According to A.M. Best Co., the frequency of catastrophe weather events represents the “new normal” for the insurance industry.
“The insurance industry continues to be tested as catastrophic weather events have recently become more common and more severe,” Best said in a briefing.
Best described 2011 as producing an “uncharacteristic series of devastating natural disasters,” which has led to the year being dubbed the “year of the cat.”
Best said that, while many are expecting catastrophe events to return to a more normalized level in 2012, others are questioning what “normal” is.
“In addition, it is clear insurers should prepare for the possibility that the event frequency of 2011 may be repeated,” Best said.
Best pointed out that until 2011, tornadoes typically were not considered one of the larger risks for the insurance industry in total.
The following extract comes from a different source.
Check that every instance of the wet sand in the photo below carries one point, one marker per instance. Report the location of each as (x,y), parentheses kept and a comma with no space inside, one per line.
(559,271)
It has been rare for a series of tornadoes to inflict more than $1 billion in losses.
But, according to insurers, tornadoes were the costliest type of U.S. natural disaster in 2011.
According to Swiss Re, insured losses for tornado and hail damage in the United States reached $14 billion in 2011.
“The impact of 2011’s increased tornado activity prompted many insurers to accelerate their pace of rate increases, reduced limits and policy exclusions,” said best. “Some insurers reconsidered what risks they were willing to write and withdrew from certain climate-change challenged markets altogether.”